Of teeth and tears: Recollections of a carer

These are recollections of some time I spent caring for elderly residents and clients. I suppose the laughter was always the thing that made me come back to earth. In the midst of some desperately sad happening, we would all be lifted by the sheer grit and humour some of them showed as in spite of pain or memory loss there could still be a glimpse of the person beneath. A bright spark of spirit would rise above the gloom. We would smile, or perhaps shed a tear, because it moved us. I worked in nursing homes and care centres for almost 20 years, from when I left England in 1987, until I was 70, in 2009. Even after I left I still did another year teaching art helping with a group of intellectually challenged young adults.
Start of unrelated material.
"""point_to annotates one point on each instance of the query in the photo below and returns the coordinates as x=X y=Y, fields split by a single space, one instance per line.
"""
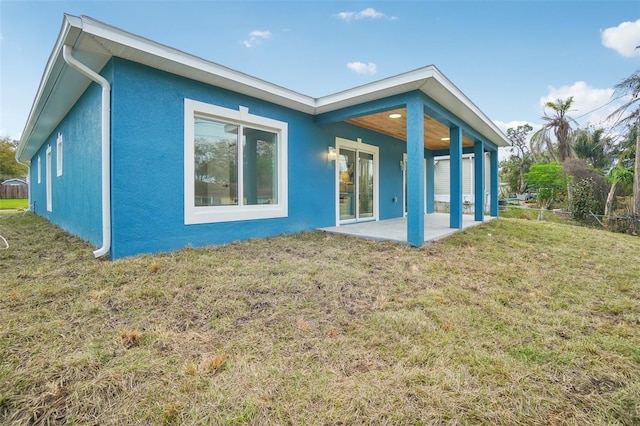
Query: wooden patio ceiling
x=434 y=131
Every person we look after is different, and some impact on our lives more than others. When in the early 90s I worked at a small nursing home in a suburb of Melbourne, I met Doris and she was special. Tight bun of white hair, skin that on her face was lined and frail, but even at 90 her figure was beautiful, and her skin untouched by sun over the years was like smooth alabaster. She was tough to deal with, she threw food at you if you insisted she ate it, but loved cake. She never married but loved the company of men. I was so fond of her and her amazing stories of her life when she was young. We formed a bond, and when she died I was devastated. There was Annie who had us foxed for ages wondering how she became drunk with no access to drink. Then we found her secret cupboard, a cask of wine a week smuggled in for her by a friend. We still let her drink, but rationed it to a glass with a meal.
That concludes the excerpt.